The idea that it’s possible to reach massive Internet audiences has long tempted media makers of all stripes. While amateurs depend on serendipity (and cute cats), marketers are pursuing more sophisticated strategies.

Last Thursday, Wired Business editor Ryan Tate published a blog post describing ad agency Portal A’s strategy for creating viral marketing hits. Their team hopes their latest video, a humorous piece promoting a video chat service, can capture the attention of online audiences. According to Tate, “Portal A, more than any creative shop, has cracked the code of viral video.”

For anyone studying the influence of entertainment, the idea that there’s a secret to engineering viral content is alluring. According to this notion, once we discover precisely what makes a viral video succesful we’ll have the tools to maximize the reach of our message, to add an “X factor” as Portal A co-founder Nate Houghteling puts it.

As with many alluring claims, deeper investigation complicates things. Our recent talk with computational social scientist Sharad Goel and study of Bully’s Change.org petition have added empirical and theoretical nuance to commonly held views about the viral spread of information online.

The fact that this video hasn’t behaved like a virus shouldn’t surprise us. Most information shared online doesn’t.

The first step is to clarify what we mean when we say “viral.” During his talk, Goel suggested that many people confuse the word “viral” with “popular.” The more complex but precise analogy posits that the spread of information online occurs in the same pattern as the spread of infectious diseases. The viral model implies that information moves away from its original source across many steps as more and more users adopt a given idea or product.
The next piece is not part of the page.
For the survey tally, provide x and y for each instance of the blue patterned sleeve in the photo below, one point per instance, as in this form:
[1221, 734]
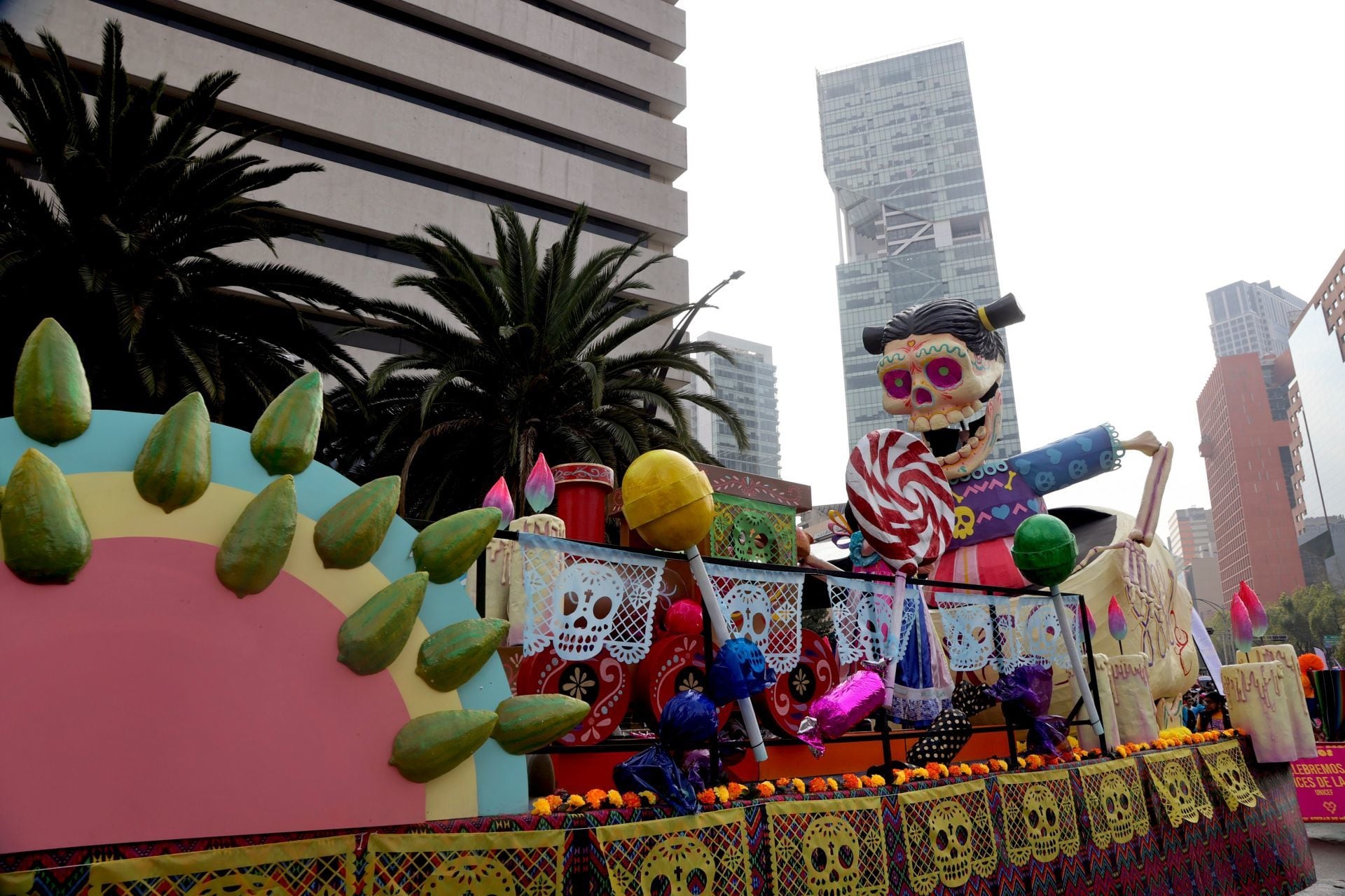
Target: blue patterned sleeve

To his credit, Tate invokes the biological roots of the metaphor when he wonders if Portal A’s video “‘will spread like a weed’ across social networks.” However, YouTube data shows that the video, while popular, has failed to generate the same level of buzz as past sensations. With almost 180,000 views in the first week since its posting, the video has certainly made an impact, although at a smaller scale than the biggest diffusion events that capture millions of viewers.

The fact that this video hasn’t behaved like a virus shouldn’t surprise us. Most information shared online doesn’t. Goel and his colleaegues found that the vast majority of information shared on Twitter doesn’t spread at all, and information that is shared rarely behaves like an infectious disease. Rather, most large-scale online events remain close to their source. Creating content that yields these types of hits may produce some successful videos, but it won’t change the underlying structure of a network in which most content fails to gain traction.

Our free lunch may never arrive, but Tate includes some details in his article that might provide a better account for the video’s success. Instead of sitting back and watching the video spread like a disease, there’s evidence that Portal A and their clients understand, at least implicitly, that a more proactive approach based on traditional media exposure can play a big role in generating online views. Tate notes that the video has “won coverage” in a variety of influential online publications such as “TechCrunch, All Things D, Ad Age, Mashable, Ad Week, and Business Insider.” Agency Portal A was the subject of a big profile in an even more traditional medium, the print edition of the San Francisco Chronicle.

In the meantime, we’ll keep our cameras focused on cats and hope for the best.

We suspect that these facts aren’t lost on the producers who create these videos for a living. Kai Hasson, another Portal A co-founder, has a realistic view and frankly admits that “you can’t really predict” which videos will go viral. While accurate prediction remains difficult, studying the structure and dynamics of online social networks can add a dose of healthy skepticism to claims about viral content.

Rather than “winning” coverage because of any inherent “viral” properties, empirical work like our own Bully study suggests that it’s mainstream media coverage that propels popular content. Goel observes that the structure of these large information cascades follows a shallow “broadcast model” rather than long term peer-to-peer spread. A likely explanation for Portal-A’s success is coverage in popular media outlets or endorsement by people who can harness online attention at a large scale, like Wired’s Tate.

In the meantime, we’ll keep our cameras focused on cats and hope for the best.